As with PBS, a substance using succinic acid derived from a living organism (hereinafter, simply referred to as "biological PBSA" as needed) is commercially available. By using the bio-PBSA, the biomass of the heat shrinkable film can be improved. The biomass degree of the general biological PBSA is about 33% by weight.
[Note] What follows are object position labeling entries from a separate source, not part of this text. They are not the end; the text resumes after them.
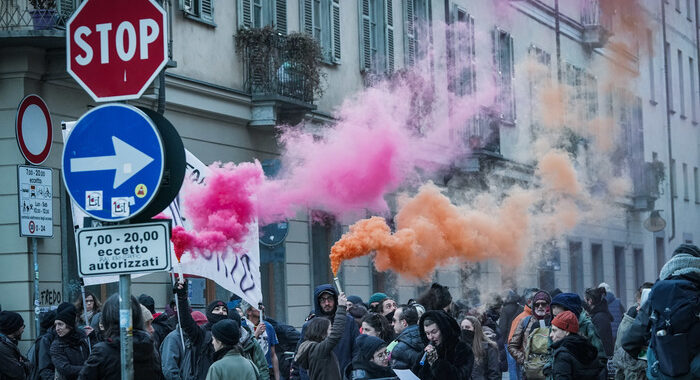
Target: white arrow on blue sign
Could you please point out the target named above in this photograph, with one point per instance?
(113, 162)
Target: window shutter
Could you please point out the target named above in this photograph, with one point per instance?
(410, 33)
(245, 8)
(389, 35)
(365, 37)
(335, 26)
(207, 11)
(281, 16)
(307, 20)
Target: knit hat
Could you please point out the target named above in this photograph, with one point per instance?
(567, 321)
(148, 302)
(569, 301)
(199, 317)
(377, 297)
(213, 318)
(68, 316)
(226, 332)
(10, 322)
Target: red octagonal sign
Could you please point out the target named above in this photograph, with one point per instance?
(116, 48)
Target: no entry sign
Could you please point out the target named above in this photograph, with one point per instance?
(116, 48)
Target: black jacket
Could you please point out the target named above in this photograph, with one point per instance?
(408, 350)
(455, 358)
(574, 357)
(69, 353)
(12, 364)
(602, 320)
(105, 362)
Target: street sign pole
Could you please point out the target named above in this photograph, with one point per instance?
(125, 327)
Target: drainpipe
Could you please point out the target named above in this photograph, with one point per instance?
(668, 119)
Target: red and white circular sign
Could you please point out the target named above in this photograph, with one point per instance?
(33, 128)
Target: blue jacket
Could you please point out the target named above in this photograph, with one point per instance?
(345, 348)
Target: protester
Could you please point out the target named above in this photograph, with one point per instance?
(408, 347)
(12, 364)
(601, 317)
(71, 348)
(104, 363)
(92, 306)
(375, 324)
(326, 297)
(316, 353)
(228, 362)
(486, 355)
(446, 356)
(574, 357)
(668, 321)
(266, 337)
(371, 360)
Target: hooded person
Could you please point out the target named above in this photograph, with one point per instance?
(200, 338)
(71, 348)
(573, 356)
(446, 356)
(326, 304)
(371, 360)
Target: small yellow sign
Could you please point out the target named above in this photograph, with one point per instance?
(141, 190)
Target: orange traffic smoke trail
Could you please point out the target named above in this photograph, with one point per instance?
(431, 231)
Further, PBSA using bio-derived 1, 4-butanediol and bio-derived succinic acid is expected to be commercially available, and the biomass density of the resulting heat shrinkable film is further improved when such PBSA is used.

< mixing ratio >

The resin composition of the present invention comprises 5 to 45 wt% of PLA, 5 to 45 wt% of PBS and 50 to 90 wt% of PBSA. The resin composition of the present invention contains the resin at the highest blending ratio, PBSA. By blending PBSA in an amount of 50% by weight or more, the stretchable temperature range can be expanded toward the low temperature side. Further, as the blend ratio of PBSA increases, the tensile elastic modulus of the resulting heat shrinkable film decreases, and the occurrence of the "standing angle" can be suppressed. In view of the above, the blending ratio of PBSA is preferably 60 to 90% by weight, and particularly preferably 70 to 90% by weight.

In addition, biological PBSA has a low biomass level compared to PLA and biological PBS. Therefore, when the biomass degree of the heat shrinkable film needs to be increased, the amount of the bio-PBSA to be used is preferably suppressed. In order to improve the breaking strength of the heat-shrinkable film, to improve the biomass content without narrowing the stretchable temperature range, the blend ratio of the bio-PBSA is preferably 50 to 80 wt%, particularly 50 to 70 wt%.
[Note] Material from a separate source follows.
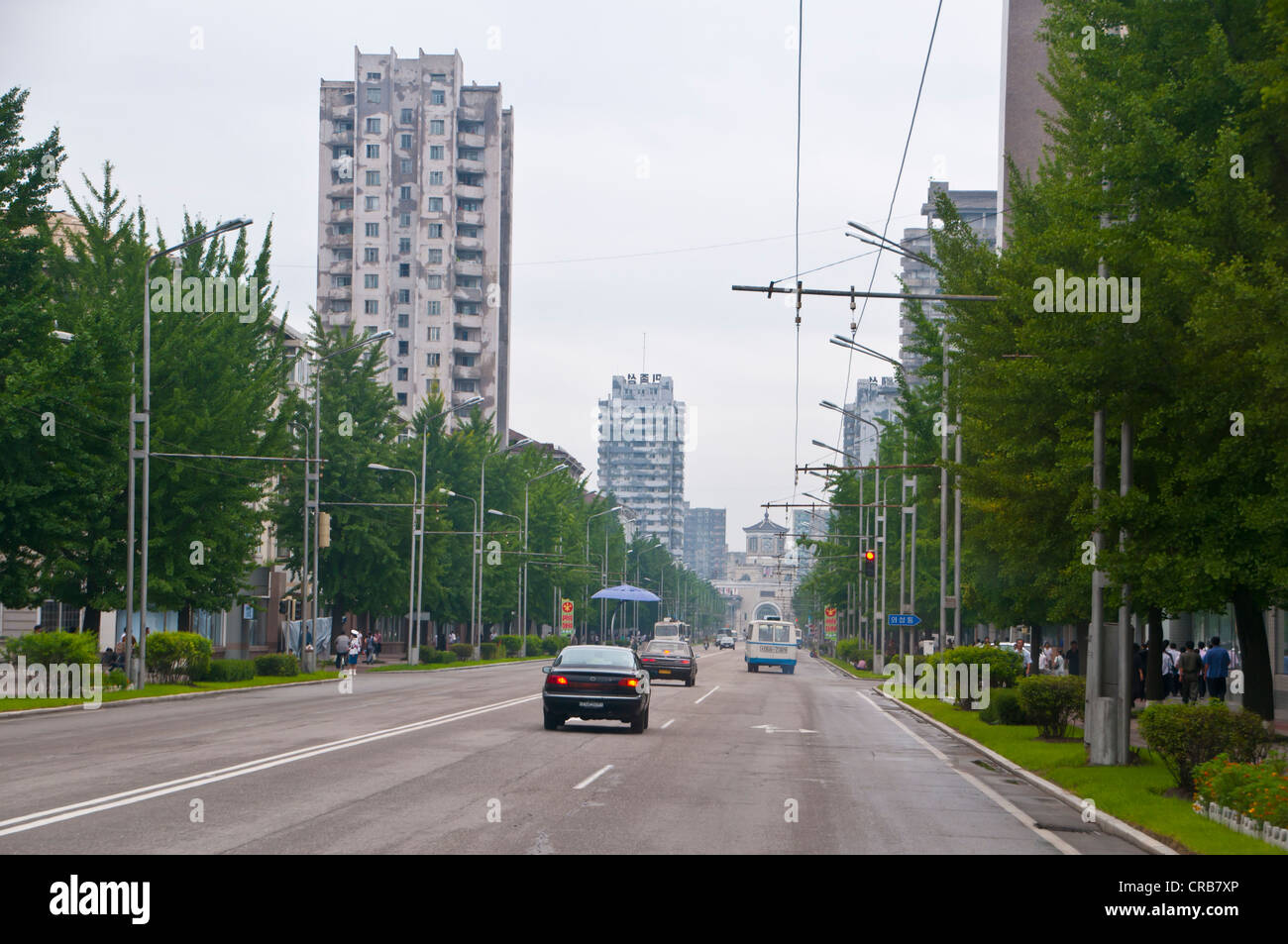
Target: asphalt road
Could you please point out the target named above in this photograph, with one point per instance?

In the resin composition of the present invention, 5 to 45% by weight of each of PLA and PBS is added. Both PLA and PBS can expand the stretchable temperature range to the high temperature side. When the proportion of PLA or PBS is less than 5 wt%, the stretchable temperature range is only the low temperature side. When the proportion of PLA exceeds 45 wt%, the resulting film may become hard, which may cause a problem of corner stand. When the blending ratio of PBS exceeds 45 wt%, it is difficult to stretch the film. When the sum of the proportion of PLA and the proportion of PBS exceeds 50 wt%, the stretchable temperature range is only the high temperature side. In view of flexibility, biomass degree, and the like to be imparted to the heat-shrinkable film, it is preferable that the PLA, PBS, and PBSA are 10 to 25 wt%, 5 to 40 wt%, and 50 to 70 wt%.

< Heat shrinkable film >

The heat-shrinkable film of the present invention can be obtained by forming the resin composition into a film and subjecting the film to uniaxial stretching or biaxial stretching. For example, when the film is formed by a blown film forming method, the film can be produced by performing a stretching treatment by increasing the blow ratio. Further, a tubular film formed by a blown film method may be stretched by a tubular stretching method. Further, the film produced by the T-mold film method may be produced by stretching the film by a roll stretching method or a tenter stretching method. In addition, other conventionally known methods can be used for the production method of the heat shrinkable film of the present invention.

The thickness of the heat shrinkable film of the present invention is preferably 5 to 100. mu.m, more preferably 10 to 50 μm, particularly 12 to 30 μm.

< multilayer film >

The heat shrinkable film of the present invention may be a single layer film composed of only a layer containing the above resin composition as a main component, and the transparency of the film is not so high. Therefore, it is preferable to provide the resin composition as an intermediate layer and an outer layer made of a resin composition containing 90% by weight or more of PLA. Specifically, a multilayer film having an outer layer, an intermediate layer, and an outer layer in this order is preferable.

The ratio of the thickness of the outer layer to the thickness of the intermediate layer to the thickness of the outer layer is preferably 1:2:1 to 1:10:1, and particularly preferably 1:2:1 to 1:9:1 in view of stretchability. In consideration of the flexibility of the film, the thickness ratio of the intermediate layer is preferably high, and the thickness ratio of each layer is preferably 1:4:1 to 1:10: 1. In order to increase the biomass of the film, it is preferable that the blend ratio of PLA is high and the outer layer is thick, and the thickness ratio is preferably 1:2:1 to 1:7: 1. In consideration of flexibility and biomass of the heat-shrinkable film, the thickness ratio of each layer is 1:4:1 to 1:7:1, and particularly preferably 1:4:1 to 1:6.9: 1.

In addition, the heat shrinkable film of the present invention may have another resin layer between the outer layer and the intermediate layer. For example, an adhesive layer is provided between the outer layer and the intermediate layer, whereby the adhesive strength between the outer layer and the intermediate layer can be improved. The adhesive layer is preferably a mixture of the resin composition constituting the outer layer and the resin composition constituting the intermediate layer, and contributes to effective utilization of resources also when, for example, a cut edge (edge loss) generated in the process of producing the heat shrinkable film of the present invention is recycled and used.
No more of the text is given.